The House chaplain has deep roots in Snohomish County. A 1968 graduate of Snohomish High School, Conroy was born at Everett’s Providence Hospital on Oct. 31, 1950.
The son of Ruth and Stanley Conroy — his late father was an Everett attorney — he attended Everett’s Immaculate Conception School until third grade. He played Little League baseball with Dennis Erickson, a second-generation football coaching legend.
He moved to Virginia with his mother after his parents divorced in 1958, then returned to finish school at Snohomish High.
He earned a bachelor’s degree from California’s Claremont McKenna College, and attended Gonzaga University Law School for a year before entering the Jesuit order in 1973. He finished law school at Gonzaga before being ordained in 1983.
A former chaplain at Georgetown Universtiy, Conroy also worked at Seattle University and, in the 1980s, on the Colville and Spokane Indian reservations.
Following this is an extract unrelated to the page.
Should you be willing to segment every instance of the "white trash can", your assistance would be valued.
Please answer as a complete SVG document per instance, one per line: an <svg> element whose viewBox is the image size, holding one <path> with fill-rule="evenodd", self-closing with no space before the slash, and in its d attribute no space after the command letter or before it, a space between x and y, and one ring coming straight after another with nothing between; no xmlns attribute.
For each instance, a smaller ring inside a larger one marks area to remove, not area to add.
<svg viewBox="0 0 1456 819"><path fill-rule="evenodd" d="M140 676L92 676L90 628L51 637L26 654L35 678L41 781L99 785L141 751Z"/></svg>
Before taking the job of U.S. House chaplain in 2011, he was the leader of Jesuit High School in Portland, Oregon.
In August 2013, Conroy was back in Snohomish County when he took part in a worship service at Holy Cross Lutheran Church in Lake Stevens. In a Herald interview before that visit, Conroy said, “I’m one of the few people that doesn’t have a political tag. That’s a valuable thing. I’m practically the only non-political person on that floor.”
Conroy has served as the chamber’s chaplain since 2011 but offered his resignation last week at Ryan’s urging. He will leave his House service next month.
Democrats Friday sought to create a special committee to investigate “the motivations and actions” behind Ryan’s decision to fire Conroy but the move was killed by a party-line vote.
Conroy’s resignation letter said he was offering to step down at Ryan’s request, calling his seven years of House service “one of the great privileges of my life.”
The chaplain is responsible for opening the House each day with a prayer and offering counseling to lawmakers and aides on the House side of the Capitol.
Herald columnist Julie Muhlstein contributed.